Moradores da Ladeira Saint Roman, na zona Sul, sofrem ameaças de traficantes após ação policial

O Comando da Coordenadoria de Polícia Pacificadora (CPP) abriu, ontem, procedimento interno para apurar denúncias de invasão de policiais militares de casas na Rua Saint Roman, que atravessa os bairros de Copacabana e Ipanema. Moradores enviaram na quarta-feira uma carta à UPP (Unidade de Polícia Pacificadora) das favelas do Pavão-Pavãozinho e Cantagalo, ao 19º Batalhão da Polícia Militar, à 13ª Delegacia Policial e à Ouvidoria do Ministério Público estadual. Nela, denunciam que, “sem mandado de busca, sem tocar a campainha, quase sempre na madrugada, equipes da PM invadiram algumas dessas casas para pularem os muros em operações surpresa. A partir desses episódios, moradores da Rua Saint Roman foram procurados e ameaçados por pessoas possivelmente ligadas a contraventores (traficantes)”. As ações aconteceram entre maio e junho passados. 

Um dos moradores, que não quis se identificar, contou que, no mês passado, agentes da PM fardados avançaram sobre sua casa por volta das 6h30. “Eles entraram na minha residência e também nas duas casas do lado. Nossas casas fazem limite com a comunidade, por intermédio de muros. Os policiais resolveram usá-las, para não percorrem as vias normais. Mas traficantes vieram tomar satisfação conosco, embora, é claro, nós não tenhamos permitido que ninguém ocupasse nossas casas”, afirmou. Segundo outro morador, “bandidos ameaçaram todos os residentes da via”. Mas alguns deles, como assinalado na carta, tiveram suas casas atingidas por pedras e pedaços de concreto.

Embora nas duas últimas semanas não tenha havido tiroteios, desde abril a Rua Saint Roman tem seus moradores e pedestres expostos a balas. As marcas dessas trocas de tiros já podem ser vistas nos prédios em frente à escadaria que dá acesso à comunidade do Cantagalo, que fica na parte de Ipanema. Nesses edifícios, quando há confrontos entre policiais e traficantes, pessoas são obrigadas a sair de suas salas e ficar nos corredores dos imóveis. Alguns apartamentos já tiveram balas atravessando as janelas. 

Outro morador, que também não se identificou, disse que, no mês passado, policiais militares adentraram seu prédio, mas foram questionados por dois condôminos. Eles queriam acessar a cobertura da edificação, para ter uma visão melhor das favelas. “Nós temos duas janelas e o blindex da portaria perfurados”, disse o morador, que contou ainda ter sido abordado na rua por dois homens, que lhe perguntaram por que foi permitida a entrada dos policiais no prédio. “Eu tive de explicar que não foi permitido; eles invadiram”.
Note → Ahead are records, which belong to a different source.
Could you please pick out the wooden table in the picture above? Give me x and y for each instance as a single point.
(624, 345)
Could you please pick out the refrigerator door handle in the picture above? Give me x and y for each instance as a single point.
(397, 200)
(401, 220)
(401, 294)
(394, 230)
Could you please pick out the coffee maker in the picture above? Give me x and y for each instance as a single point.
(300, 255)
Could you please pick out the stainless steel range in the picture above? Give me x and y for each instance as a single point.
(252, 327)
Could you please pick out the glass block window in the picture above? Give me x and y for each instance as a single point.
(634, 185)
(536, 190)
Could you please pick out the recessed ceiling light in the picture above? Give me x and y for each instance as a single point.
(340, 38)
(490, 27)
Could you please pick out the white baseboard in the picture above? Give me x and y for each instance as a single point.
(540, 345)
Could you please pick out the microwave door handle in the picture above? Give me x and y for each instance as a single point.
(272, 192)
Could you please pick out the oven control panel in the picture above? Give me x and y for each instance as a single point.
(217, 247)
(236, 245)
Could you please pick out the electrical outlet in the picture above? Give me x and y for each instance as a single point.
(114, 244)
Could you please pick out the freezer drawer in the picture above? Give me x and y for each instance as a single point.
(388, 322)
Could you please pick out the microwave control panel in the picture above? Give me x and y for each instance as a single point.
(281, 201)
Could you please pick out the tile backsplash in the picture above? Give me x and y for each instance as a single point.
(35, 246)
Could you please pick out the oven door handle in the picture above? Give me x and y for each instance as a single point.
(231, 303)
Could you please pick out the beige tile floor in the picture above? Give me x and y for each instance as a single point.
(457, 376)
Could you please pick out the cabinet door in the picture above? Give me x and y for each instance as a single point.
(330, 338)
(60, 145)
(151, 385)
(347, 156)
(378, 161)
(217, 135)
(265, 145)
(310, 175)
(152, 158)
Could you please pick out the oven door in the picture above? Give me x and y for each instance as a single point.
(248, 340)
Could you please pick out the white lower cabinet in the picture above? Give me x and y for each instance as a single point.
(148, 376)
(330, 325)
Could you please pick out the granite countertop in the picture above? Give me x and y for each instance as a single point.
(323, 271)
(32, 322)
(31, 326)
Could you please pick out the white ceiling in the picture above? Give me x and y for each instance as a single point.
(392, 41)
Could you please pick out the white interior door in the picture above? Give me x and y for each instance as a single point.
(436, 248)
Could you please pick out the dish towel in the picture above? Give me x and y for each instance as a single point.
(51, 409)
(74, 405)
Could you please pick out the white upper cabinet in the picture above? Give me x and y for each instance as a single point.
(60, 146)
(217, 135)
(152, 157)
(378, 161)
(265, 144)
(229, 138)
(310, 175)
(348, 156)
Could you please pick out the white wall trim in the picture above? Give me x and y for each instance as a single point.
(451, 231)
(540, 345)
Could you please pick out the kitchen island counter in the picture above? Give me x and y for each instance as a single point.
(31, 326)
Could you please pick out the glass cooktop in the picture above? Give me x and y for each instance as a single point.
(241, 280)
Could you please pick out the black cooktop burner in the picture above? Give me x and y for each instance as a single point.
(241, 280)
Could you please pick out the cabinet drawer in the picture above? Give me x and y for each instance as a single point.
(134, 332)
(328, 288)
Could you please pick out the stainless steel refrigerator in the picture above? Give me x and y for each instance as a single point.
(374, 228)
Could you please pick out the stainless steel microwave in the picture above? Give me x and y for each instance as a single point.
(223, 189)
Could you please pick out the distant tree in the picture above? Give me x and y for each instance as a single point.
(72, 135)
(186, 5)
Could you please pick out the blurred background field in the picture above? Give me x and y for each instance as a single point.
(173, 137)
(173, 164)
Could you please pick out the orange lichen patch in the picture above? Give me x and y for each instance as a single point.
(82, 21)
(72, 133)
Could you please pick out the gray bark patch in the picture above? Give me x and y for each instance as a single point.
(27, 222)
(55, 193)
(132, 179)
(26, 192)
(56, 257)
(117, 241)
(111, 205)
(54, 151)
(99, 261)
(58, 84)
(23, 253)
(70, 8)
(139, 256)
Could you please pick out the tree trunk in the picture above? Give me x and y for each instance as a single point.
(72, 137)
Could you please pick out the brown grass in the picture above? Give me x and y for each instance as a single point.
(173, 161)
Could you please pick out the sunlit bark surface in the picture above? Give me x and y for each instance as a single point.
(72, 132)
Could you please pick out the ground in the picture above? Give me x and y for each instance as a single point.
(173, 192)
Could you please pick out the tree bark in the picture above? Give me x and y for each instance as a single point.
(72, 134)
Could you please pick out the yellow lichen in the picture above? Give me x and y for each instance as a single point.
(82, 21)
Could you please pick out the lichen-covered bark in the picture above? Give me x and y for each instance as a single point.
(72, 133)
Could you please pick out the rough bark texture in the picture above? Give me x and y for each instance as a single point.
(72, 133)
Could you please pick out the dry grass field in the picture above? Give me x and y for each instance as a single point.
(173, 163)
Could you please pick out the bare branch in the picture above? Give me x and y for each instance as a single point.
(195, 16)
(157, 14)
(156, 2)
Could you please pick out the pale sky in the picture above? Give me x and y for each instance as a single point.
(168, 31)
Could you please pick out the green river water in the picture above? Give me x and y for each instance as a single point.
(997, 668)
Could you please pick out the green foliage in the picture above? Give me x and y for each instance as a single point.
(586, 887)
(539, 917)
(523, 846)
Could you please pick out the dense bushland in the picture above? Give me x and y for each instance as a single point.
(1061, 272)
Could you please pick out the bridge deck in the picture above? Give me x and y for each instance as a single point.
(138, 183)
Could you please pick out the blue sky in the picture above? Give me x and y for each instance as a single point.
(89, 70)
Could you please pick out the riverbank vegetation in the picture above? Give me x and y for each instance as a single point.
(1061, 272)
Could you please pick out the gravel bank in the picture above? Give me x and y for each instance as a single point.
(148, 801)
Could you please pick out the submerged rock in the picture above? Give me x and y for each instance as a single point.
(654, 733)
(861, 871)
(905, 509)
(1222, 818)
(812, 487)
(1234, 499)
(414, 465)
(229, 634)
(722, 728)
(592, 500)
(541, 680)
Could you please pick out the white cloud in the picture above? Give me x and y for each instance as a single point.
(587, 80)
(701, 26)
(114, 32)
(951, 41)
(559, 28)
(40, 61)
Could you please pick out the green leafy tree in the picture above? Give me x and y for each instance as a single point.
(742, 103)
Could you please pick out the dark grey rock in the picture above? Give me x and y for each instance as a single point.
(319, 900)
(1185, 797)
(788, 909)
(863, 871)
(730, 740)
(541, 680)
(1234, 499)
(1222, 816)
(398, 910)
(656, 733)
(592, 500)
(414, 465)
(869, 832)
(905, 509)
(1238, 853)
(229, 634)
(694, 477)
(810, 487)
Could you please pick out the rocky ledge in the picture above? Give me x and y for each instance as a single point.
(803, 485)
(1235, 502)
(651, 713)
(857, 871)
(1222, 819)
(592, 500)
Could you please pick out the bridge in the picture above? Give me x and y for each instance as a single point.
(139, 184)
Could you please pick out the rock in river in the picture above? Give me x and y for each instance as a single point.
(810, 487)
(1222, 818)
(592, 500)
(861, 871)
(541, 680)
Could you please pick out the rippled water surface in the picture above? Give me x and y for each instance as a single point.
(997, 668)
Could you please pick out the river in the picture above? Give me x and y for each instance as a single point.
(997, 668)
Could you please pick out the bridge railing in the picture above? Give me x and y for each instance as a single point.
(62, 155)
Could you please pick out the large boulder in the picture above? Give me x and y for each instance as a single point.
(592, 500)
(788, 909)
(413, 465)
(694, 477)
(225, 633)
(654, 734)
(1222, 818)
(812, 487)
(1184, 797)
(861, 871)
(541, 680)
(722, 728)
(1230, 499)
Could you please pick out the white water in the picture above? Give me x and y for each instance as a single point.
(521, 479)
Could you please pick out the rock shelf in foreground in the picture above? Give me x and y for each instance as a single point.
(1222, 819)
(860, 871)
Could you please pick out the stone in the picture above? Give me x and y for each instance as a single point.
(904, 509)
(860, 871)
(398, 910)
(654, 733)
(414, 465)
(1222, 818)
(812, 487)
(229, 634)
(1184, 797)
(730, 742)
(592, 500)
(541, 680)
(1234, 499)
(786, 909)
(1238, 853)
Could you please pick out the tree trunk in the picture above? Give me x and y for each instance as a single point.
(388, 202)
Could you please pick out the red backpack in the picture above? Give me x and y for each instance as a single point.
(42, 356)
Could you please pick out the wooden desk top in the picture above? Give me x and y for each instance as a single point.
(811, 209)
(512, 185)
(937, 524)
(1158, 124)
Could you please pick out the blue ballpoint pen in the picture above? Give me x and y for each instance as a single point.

“Os policiais invadem nossas casas, vão embora, e nós sofremos as consequências de suas ações. Queremos um policiamento constante e não esse tipo de ação danosa”, disse outro morador. Segundo ele, a frequência desses confrontos aumentou à medida que a crise das UPPs foi se agravando e a segurança pública do estado passou a ser comandada pelo Gabinete de Intervenção Federal.

A UPP do Cantagalo e do Pavão-Pavãozinho foi inaugurada em 2009. Logo no início do governo de Luiz Fernando Pezão, em 2014, a UPP foi se desestruturando. De 2009 a 2014, também aconteceram as obras do Programa de Aceleração de Crescimento, com recursos, sobretudo, do governo federal. À semelhança do que ocorreu com a UPP, o ritmo das obras diminuiu com a crise fiscal do país e do próprio Estado do Rio. Algumas delas sequer foram concluídas. 

Um morador lembrou que, entre 2009 e 2014, a Rua Saint Roman se transformou numa pulsante via de comércio e albergues, já que o binômio segurança e investimento em infraestrutura estavam então caminhando juntos. Houve implantação de redes de esgotamento sanitário e abastecimento, além de drenagem e pavimentação. Um elevador panorâmico dando acesso à Favela do Cantagalo também foi erguido. “Nesse período, abriram hostels não só na rua, como nas três comunidades. Turistas procuram se hospedar na rua ou nas comunidades. Moradores do asfalto passaram a ir mais às favelas. Bares e restaurantes ficavam bem mais cheios do que agora”, cita o morador.